A cúpula do Flamengo busca descobrir as razões que levaram à eliminação do time ainda na fase de grupos da Libertadores, após derrota para o San Lorenzo. Não há intenção de caçar bruxas e o técnico Zé Ricardo será mantido. A questão é entender quais erros causaram o desempenho ruim no jogo final, decisivo para a queda.

A intenção dos dirigentes rubro-negros é que toda a avaliação seja feita sem divulgação pública. Isso explica porque o presidente Eduardo Bandeira de Mello tem evitado qualquer crítica ao time ou ao treinador diante dos microfones. A ideia é, ao descobrir os motivos para a queda, estabelecer medidas para corrigi-los sem alarde.

Entre os pontos de atenção, está o recuo excessivo do time nesta partida diante do San Lorenzo, principalmente no segundo tempo. O Flamengo praticamente abriu mão de atacar: teve apenas quatro finalizações no jogo todo, sendo nenhuma delas em chance clara – o gol de Rodinei foi de longe. Em comparação, houve 13 e 18 conclusões nos outros dois jogos fora na fase de grupo da Libertadores, diante da Universidad Católica e do Atlético-PR.

A falta de eficiência nas divididas foi outro problema. Pelos números da Conmebol, foram seis recuperações de bola rubro-negras contra nove do time argentino.

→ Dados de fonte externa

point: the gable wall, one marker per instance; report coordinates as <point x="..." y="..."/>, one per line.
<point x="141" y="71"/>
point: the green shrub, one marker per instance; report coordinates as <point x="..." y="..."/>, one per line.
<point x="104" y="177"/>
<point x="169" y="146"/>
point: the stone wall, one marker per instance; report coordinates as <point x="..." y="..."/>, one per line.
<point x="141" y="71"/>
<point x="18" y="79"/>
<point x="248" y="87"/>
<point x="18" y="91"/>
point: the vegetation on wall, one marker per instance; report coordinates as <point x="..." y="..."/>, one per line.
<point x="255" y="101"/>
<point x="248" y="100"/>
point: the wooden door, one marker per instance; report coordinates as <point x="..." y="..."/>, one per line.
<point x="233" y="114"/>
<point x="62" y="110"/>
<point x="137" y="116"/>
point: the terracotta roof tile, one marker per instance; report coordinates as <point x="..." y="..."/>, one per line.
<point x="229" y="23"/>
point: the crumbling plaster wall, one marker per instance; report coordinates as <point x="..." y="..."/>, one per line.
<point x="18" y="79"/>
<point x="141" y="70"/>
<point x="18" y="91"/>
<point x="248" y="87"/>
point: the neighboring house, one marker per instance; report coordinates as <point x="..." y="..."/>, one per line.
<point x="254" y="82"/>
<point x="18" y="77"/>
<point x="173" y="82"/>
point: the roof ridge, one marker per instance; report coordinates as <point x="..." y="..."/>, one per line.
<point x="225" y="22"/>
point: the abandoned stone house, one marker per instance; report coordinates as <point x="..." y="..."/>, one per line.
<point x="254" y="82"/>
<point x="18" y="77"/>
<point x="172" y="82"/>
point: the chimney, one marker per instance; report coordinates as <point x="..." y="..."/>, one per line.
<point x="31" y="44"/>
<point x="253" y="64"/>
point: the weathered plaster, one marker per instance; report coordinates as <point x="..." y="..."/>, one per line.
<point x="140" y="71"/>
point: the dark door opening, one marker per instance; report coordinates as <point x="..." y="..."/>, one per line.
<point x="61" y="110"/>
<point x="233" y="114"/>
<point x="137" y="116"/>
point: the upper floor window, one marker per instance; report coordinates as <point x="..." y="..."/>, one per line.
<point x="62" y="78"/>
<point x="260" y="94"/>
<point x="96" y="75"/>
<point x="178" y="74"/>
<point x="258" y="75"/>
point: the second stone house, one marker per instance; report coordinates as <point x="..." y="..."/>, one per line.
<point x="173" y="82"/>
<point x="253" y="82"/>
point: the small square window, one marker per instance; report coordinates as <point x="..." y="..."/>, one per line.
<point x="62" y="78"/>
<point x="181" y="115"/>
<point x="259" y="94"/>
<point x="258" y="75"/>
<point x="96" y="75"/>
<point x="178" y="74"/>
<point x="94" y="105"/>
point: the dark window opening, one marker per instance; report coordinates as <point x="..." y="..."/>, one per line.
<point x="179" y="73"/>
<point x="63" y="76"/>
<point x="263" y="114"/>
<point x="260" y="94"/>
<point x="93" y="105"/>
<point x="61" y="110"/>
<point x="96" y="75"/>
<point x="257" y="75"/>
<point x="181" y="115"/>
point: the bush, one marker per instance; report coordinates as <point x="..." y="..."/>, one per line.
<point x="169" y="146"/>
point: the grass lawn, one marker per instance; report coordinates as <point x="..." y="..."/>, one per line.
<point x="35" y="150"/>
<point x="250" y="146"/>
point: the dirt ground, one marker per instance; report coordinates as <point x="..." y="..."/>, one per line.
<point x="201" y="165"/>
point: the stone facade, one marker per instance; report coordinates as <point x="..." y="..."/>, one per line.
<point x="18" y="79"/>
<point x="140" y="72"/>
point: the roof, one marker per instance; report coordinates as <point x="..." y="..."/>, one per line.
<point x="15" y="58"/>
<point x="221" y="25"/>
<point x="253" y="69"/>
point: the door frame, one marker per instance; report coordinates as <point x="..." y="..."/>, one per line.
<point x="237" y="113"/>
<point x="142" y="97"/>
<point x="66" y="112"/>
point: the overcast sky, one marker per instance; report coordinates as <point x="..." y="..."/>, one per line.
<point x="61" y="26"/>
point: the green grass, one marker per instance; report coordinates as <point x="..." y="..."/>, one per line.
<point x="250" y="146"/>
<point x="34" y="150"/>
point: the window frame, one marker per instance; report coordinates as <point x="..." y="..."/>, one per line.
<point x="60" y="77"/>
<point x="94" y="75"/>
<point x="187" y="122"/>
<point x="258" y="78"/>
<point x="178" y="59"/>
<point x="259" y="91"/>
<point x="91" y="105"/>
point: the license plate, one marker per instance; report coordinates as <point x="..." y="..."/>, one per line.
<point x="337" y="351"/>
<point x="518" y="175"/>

Outra questão apontada internamente pela cúpula rubro-negra foi uma arbitragem desfavorável. Na opinião dos dirigentes do Flamengo, o árbitro marcou mais faltas para o San Lorenzo, sem assinalar a favor do time carioca. Foram 23 contra o time rubro-negro e apenas cinco a favor. Ressalte-se aí, no entanto, que a equipe carioca se defendeu mais o que explica em parte a diferença.

Há ainda uma sensação de que nem todos os reforços contratados já renderam o esperado, embora alguns tenham resultado positivo. A avaliação é de que há jogadores que ainda podem engrenar no futuro durante o Brasileiro. A diretoria evita citar nomes.

Certo é que a derrota foi bastante sentida na diretoria rubro-negra e portanto o objetivo é encontrar as falhas para ter subsídios para realizar eventuais medidas corretivas no futebol.